You all know I love a good thrill ride. I love speeding past the landscape, the wind blowing through my hair, the feeling of my guts getting all twisty-turny, and the lightheadedness that comes along with negative G's. That's where I find my biggest thrills.

But I'd like to take a moment to introduce to you a very special man who experienced his greatest thrills in the simple pleasures he found in nature. My father-in-law, Terry Safford, was a 76-year-old retired Lieutenant Colonel in the United States Air Force.
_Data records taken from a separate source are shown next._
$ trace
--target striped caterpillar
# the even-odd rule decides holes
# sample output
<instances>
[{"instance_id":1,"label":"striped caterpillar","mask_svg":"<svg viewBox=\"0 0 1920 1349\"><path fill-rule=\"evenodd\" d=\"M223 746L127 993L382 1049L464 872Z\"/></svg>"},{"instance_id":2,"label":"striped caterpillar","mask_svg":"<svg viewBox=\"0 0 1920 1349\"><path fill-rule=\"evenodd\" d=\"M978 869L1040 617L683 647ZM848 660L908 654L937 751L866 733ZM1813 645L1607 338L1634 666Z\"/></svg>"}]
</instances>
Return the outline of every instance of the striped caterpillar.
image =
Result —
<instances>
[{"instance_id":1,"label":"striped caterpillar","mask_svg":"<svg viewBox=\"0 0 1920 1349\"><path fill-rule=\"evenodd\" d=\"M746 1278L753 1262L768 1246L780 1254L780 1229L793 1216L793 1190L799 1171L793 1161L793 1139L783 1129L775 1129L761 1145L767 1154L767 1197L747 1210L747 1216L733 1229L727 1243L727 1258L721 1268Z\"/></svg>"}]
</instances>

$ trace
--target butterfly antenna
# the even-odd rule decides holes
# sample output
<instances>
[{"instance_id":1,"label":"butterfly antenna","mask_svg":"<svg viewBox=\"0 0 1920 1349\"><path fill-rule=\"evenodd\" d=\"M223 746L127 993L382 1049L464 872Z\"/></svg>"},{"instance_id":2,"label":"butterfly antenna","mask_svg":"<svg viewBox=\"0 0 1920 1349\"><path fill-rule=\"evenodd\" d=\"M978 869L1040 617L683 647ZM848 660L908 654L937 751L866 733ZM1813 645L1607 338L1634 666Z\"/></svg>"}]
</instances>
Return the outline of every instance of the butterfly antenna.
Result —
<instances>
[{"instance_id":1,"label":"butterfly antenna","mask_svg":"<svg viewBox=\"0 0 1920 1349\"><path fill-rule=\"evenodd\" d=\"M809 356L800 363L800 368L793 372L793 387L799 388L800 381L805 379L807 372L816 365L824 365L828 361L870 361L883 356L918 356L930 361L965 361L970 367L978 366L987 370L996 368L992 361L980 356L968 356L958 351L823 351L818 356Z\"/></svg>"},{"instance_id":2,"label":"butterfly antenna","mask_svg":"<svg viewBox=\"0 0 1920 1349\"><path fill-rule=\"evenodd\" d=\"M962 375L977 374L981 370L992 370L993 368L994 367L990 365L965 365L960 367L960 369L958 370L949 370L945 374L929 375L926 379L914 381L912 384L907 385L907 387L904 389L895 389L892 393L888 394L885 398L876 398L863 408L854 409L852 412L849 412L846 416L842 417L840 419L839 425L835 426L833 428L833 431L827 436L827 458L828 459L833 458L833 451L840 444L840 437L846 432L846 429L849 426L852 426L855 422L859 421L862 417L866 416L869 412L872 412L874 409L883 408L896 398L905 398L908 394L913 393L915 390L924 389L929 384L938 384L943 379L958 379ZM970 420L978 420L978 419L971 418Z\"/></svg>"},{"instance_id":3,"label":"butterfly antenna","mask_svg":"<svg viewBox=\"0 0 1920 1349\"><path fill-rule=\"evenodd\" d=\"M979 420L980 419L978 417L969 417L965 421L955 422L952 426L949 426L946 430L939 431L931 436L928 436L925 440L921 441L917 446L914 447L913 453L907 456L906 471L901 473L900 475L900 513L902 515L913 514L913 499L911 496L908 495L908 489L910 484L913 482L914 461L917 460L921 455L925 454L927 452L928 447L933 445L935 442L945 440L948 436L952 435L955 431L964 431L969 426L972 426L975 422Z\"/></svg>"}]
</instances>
He was an avid outdoorsman and absolutely treasured his time spent in Colorado and Alaskaor anywhere outside, for that matter, even his own backyard.

Terry was happiest when sailing his boat at Carlyle Lake in southern Illinois, hitting the freshly powdered slopes at Breckenridge or Keystone, camping in Missouri, or taking a scenic Colorado mountain hike in the middle of spring. I had the pleasure of sharing one of these hikes with him several years ago, and it was a truly incredible experienceone of my favorite days ever. On a lazier day you'd likely catch Terry at home in his easy chair, taking in some college football on TV or a beautiful concerto on his Bose radio, with his favorite cat in his lap.

He also loved to travel, and I suspect he sometimes enjoyed the drive itself more than what awaited him at his destination. That passion for driving...That one I'll never understand. I'm envious of it, because all I ever want to do after being behind the wheel for more than a couple of hours is to take a nap. This man was like a robot in the driver's seat. No matter the time, day or night, he could plop in that seat and drive for eight to ten hours straight with only a few minor "potty breaks." And he could do the whole thing in silence. It was a sight to behold.

Terry was recently struck down by cancer a couple weeks shy of his 77th birthday. It hit him pretty hard and fast. He was skiing in Colorado in February, and now he's just...gone.

He taught me a lot over the past 20 years or so, but the last thing Terry taught me was that despite its incredible and at times miraculous range of practical uses, there are two things duct tape can't fix: cancer, and a broken heart. The latter only time will mend. Hopefully one day we will be able to do something about the former, because what that wonderful man went through during his last days is something I'd never wish on my worst enemy.

I've been married to his daughter for over 20 years now, and that's nearly half of my life. Aside from immediate family, I haven't known too many people for that long who still have a regular presence in my life. Terry's passing is really the hardest loss I've had to face so far. It's not easy to deal with the loss of a loved one. I can do my best to honor his memory and his legacy in the way I live my life and treat others.

I can stop and smell the flowers on the breeze or watch it ripple through the leaves on the trees. I can listen to the call of the birds or the lapping of the waves on a lake's shore. I can spend more time in my own yard, trying to approximate the wondrous and mysterious things he must have done to achieve such a thick, verdant lawn of his own.

Terry touched everyone he met with his love of nature, his fabulous sense of humor, his kindness and his wisdom. He will be missed more than he could ever imagine. It comforts me somewhat to visualize Terry placing a new stone atop a cairn on a cloud-covered peak he's reaching for the first time.